Peg Bracken, sassy author who skewered cuisine, dies at 89
05.11.2007 09:36
Peg Bracken, 89, who wrote witty best-selling books tweaking the pretensions of gourmet-food preparation and proper etiquette, died Oct. 20 at her home in Portland. She had a lung ailment.
Ms. Bracken was an advertising copywriter before "I Hate to Cook Book" (1960) sold a reported 3 million copies and established her as an authority on resourceful cooking. The book became a staple for housewives with little interest in cooking beyond what they could scrounge from an understocked pantry.
She aimed for an audience that shared her dislike for women's magazines that set an impossible standard by offering tantalizing but impossibly opulent recipes suitable for Henry VIII's banquets.
"We live in a cooking-happy age," she wrote in "I Hate to Cook Book." "You watch your friends redoing their kitchens and hoarding their pennies for glamorous cooking equipment and new cookbooks called 'Eggplant Comes to the Party' or 'Let's Waltz Into the Kitchen,' and presently you begin to feel un-American."

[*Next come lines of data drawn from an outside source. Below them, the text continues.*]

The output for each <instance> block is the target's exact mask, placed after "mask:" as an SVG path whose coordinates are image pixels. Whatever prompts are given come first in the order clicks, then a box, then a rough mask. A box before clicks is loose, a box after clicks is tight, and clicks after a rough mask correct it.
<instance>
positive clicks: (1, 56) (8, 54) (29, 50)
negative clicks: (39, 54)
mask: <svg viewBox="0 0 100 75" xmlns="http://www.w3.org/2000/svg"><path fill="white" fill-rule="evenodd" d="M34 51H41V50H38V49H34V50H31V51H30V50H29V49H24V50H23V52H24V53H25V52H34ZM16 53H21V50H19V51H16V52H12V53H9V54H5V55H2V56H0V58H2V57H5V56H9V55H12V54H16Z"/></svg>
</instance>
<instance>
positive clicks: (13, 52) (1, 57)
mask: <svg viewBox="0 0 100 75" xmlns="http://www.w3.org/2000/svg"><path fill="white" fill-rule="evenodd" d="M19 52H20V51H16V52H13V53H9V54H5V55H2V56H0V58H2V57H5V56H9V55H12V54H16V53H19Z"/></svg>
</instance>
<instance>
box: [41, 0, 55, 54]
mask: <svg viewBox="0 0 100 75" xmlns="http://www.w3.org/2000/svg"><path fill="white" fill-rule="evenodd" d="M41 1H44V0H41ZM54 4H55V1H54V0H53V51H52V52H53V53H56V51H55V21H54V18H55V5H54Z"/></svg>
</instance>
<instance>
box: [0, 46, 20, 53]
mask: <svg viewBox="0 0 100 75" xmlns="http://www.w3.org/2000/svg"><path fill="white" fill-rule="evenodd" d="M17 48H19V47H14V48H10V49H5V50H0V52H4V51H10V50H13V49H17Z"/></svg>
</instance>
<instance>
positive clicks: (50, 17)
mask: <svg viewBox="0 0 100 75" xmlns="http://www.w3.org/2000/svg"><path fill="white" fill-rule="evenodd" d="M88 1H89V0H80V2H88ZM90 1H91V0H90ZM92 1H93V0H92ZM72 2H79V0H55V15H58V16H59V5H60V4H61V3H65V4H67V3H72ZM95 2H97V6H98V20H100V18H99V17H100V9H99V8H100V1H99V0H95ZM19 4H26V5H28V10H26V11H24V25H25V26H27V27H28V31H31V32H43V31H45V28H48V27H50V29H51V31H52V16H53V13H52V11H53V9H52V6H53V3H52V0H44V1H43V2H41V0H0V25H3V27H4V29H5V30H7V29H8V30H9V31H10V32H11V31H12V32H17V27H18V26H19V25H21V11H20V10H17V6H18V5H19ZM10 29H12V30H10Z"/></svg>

She emphasized convenience over the fresh ingredients and time-consuming preparation pushed by the gourmet school of thinkers, including Julia Child and James Beard.
"I Hate to Cook Book" gave a green light to canned vegetables and promoted mushroom soup to cover up mistakes. Throughout, Ms. Bracken offered recipes written with a nod to the weary housewife.
To make "Skid Road Stroganoff": "Add the flour, salt, paprika and mushrooms, stir, and let it cook five minutes while you light a cigarette and stare sullenly at the sink."
She warned against condiment overkill, writing that "a lot of people feel that anything peppered should look as though it had been fished out of a gravel pit."
She also dispensed tongue-in-cheek semantic advice. For example, she told readers that to say "garnish with crispy bacon curls" made one appear more knowledgeable in the kitchen than to say "top with bacon."
Ms. Bracken's cookbook received favorable reviews, although it rarely has been a favorite of purists. Decades later, food writer Miriam Ungerer said the book was "still around, pandering to the slothful."
Ruth Eleanor Bracken was born Feb. 25, 1918, in Filer, Idaho, and reared in Clayton, Mo. She graduated in 1940 from Antioch College in Ohio and changed her name to Peg "out of thin air," she said, when she began looking for work.
Ms. Bracken wrote fashion copy for an advertising company in Portland and contributed light verse to newspapers and magazines.
She arrived at the cookbook idea with a group of professional women who called themselves the Hags. They pooled their recipes, with Ms. Bracken making edits and writing the overall text. Problems arose when it came time to find a publisher.
She told The New York Times in 1964: "Male editors were afraid of it because they were convinced that women regarded anything that had to do with cooking very seriously and would not stand for an attitude that was the least bit flippant."
Her husband at the time, a writer named Roderick Lull, was "totally discouraging" of her idea, she later told The Washington Post. "Of course, when the first royalty check came, he had to eat a huge platter of crow — French-fried or oven-baked, because that's the easiest," she said.
Ms. Bracken wrote follow-up cookbooks as well as "The I Hate to Housekeep Book" (1962) and a guide to personal conduct called "I Try to Behave Myself" (1964).
Her other books included a memoir, "A Window Over the Sink" (1981), and a collection of essays, "On Getting Old for the First Time" (1997), the second co-written with the fictional Emily Bracken, whom she dubbed her "verse-addicted companion."
Peg Bracken also wrote columns for newspapers and magazines, including Family Circle, and was a pitchwoman in television commercials for Birds Eye frozen vegetables in the late 1960s and early '70s.
Her marriages to Lull and Mike Smith ended in divorce. Her third husband, artist Parker Edwards, died in 1988.
Survivors include her fourth husband, John Ohman, of Portland, whom she married in 1991; a daughter from her second marriage, Johanna Bracken, of Long Beach, Calif.; three stepchildren, Ann Fragale, of Great Falls, Va., Jim Ohman, of Farmingville, N.Y., and Jack Ohman, of Portland; and 11 grandchildren.